All the programs are standard from SDK. The memory usage is then as follows:

just before OptiX context is created: free VRAM: 5324912230 total VRAM: 6442450944
just after Context::create() call: free VRAM: 5324912230, memory delta: 0 bytes
width: 1024 height: 768
just after OptiX context is initialized: free VRAM: 5046777446, memory delta: 278134784 bytes

So it allocates some 265.25 MB of VRAM already here (this happens regardless of whether I load a mesh afterwards or not).

Then, during mesh loading, the amount of VRAM doesn’t change, so I guess, OptiX preallocates and manages some of the VRAM by itself.

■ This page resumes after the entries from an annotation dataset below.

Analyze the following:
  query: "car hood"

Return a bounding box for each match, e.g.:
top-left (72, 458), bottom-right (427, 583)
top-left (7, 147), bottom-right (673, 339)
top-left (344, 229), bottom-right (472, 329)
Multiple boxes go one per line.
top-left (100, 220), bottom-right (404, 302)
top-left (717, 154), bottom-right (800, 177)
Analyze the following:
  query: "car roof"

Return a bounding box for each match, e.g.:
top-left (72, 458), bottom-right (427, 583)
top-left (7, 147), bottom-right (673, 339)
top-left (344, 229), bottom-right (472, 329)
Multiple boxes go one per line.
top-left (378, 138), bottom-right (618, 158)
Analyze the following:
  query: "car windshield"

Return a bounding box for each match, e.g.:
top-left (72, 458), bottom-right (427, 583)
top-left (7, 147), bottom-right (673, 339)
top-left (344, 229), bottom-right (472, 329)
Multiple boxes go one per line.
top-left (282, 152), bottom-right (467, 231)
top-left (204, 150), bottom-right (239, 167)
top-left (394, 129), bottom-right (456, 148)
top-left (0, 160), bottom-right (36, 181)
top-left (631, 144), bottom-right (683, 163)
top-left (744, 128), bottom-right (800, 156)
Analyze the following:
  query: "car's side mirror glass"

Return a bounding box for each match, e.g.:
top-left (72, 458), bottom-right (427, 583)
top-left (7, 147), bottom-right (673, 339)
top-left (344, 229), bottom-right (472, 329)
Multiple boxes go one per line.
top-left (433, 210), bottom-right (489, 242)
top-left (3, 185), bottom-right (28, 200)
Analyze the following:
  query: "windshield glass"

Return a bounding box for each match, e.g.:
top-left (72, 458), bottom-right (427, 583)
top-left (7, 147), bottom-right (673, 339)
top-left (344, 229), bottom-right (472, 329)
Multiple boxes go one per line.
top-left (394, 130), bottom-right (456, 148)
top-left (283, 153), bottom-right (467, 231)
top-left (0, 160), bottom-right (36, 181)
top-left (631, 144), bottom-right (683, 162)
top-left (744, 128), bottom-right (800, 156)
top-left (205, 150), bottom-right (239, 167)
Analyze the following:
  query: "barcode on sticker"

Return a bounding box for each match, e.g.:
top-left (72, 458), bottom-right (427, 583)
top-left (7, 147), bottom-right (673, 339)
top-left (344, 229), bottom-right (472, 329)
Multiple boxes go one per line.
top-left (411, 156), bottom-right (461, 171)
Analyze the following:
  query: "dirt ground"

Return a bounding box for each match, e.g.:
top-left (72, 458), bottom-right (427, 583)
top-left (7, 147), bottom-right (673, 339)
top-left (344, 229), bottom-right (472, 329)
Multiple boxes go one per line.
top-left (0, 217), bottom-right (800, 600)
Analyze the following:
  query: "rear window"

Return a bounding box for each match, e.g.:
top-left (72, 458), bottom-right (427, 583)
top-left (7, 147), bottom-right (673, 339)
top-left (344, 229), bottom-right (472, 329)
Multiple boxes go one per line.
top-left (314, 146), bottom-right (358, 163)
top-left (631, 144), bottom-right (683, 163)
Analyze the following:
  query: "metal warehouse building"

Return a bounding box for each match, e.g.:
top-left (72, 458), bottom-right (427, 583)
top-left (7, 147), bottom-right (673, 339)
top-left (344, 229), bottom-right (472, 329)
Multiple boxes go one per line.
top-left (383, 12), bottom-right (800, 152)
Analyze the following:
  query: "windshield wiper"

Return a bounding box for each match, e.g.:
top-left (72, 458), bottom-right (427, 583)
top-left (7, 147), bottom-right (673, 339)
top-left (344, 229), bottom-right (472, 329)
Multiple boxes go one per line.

before mesh loading: free VRAM: 5046777446, memory delta: 0 bytes
after  mesh loading: free VRAM: 5046777446, memory delta: 0 bytes
before context validation: free VRAM: 5046777446, memory delta: 0 bytes
after  context validation: free VRAM: 5046777446, memory delta: 0 bytes

Then first 2 context launches consume some more VRAM:

just before first context launch: free VRAM: 5046777446, memory delta: 0 bytes
just after  first context launch: free VRAM: 5018072678, memory delta: 28704768 bytes
just after 2 context launches: free VRAM: 5011125862, memory delta: 6946816 bytes
just after 3 context launches: free VRAM: 5011125862, memory delta: 0 bytes
just after 4 context launches: free VRAM: 5011125862, memory delta: 0 bytes
...

and then it stabilizes.

I allocate some CUDA RAM manually then:

after contex launch 10:
before 134217728 bytes allocating: free VRAM: 5011125862, memory delta: 0 bytes
after  134217728 bytes allocating: free VRAM: 4876908134, memory delta: 134217728 bytes
after contex launch 20:
before 134217728 bytes allocating: free VRAM: 4876908134, memory delta: 0 bytes
after  134217728 bytes allocating: free VRAM: 4742690406, memory delta: 134217728 bytes
after contex launch 30:
before 134217728 bytes allocating: free VRAM: 4742690406, memory delta: 0 bytes
after  134217728 bytes allocating: free VRAM: 4608472678, memory delta: 134217728 bytes
after contex launch 40:
before 134217728 bytes allocating: free VRAM: 4608472678, memory delta: 0 bytes
after  134217728 bytes allocating: free VRAM: 4474254950, memory delta: 134217728 bytes
after contex launch 50:
before 134217728 bytes allocating: free VRAM: 4474254950, memory delta: 0 bytes
after  134217728 bytes allocating: free VRAM: 4340037222, memory delta: 134217728 bytes
after contex launch 60:
before 134217728 bytes allocating: free VRAM: 4340037222, memory delta: 0 bytes
after  134217728 bytes allocating: free VRAM: 4205819494, memory delta: 134217728 bytes
after contex launch 70:
before 134217728 bytes allocating: free VRAM: 4205819494, memory delta: 0 bytes
after  134217728 bytes allocating: free VRAM: 4071601766, memory delta: 134217728 bytes

and finally I do a cleanup before OptiX context destruction:

before CUDA memory deallocated: free VRAM: 4071601766, memory delta: 0 bytes
Total manually allocated 939524096
freeing all manually allocated VRAM...
before context is destroyed: free VRAM: 5011125862, memory delta: -939524096 bytes
after  context is destroyed: free VRAM: 5035636326, memory delta: -24510464 bytes
Total VRAM balance: 289275904 bytes

This shows, that I allocated 939524096 byte manually, then all of it was properly released, then OptiX released 24510464 more bytes, while still keeping 289275904 to itself.

I would be grateful for any kind of explanation of this behavior and any further tests that I could do to prove that OptiX is handling memory correctly/wrongly, e.g. how can one be sure that garbage collector is doing its job and it is not an OptiX issue?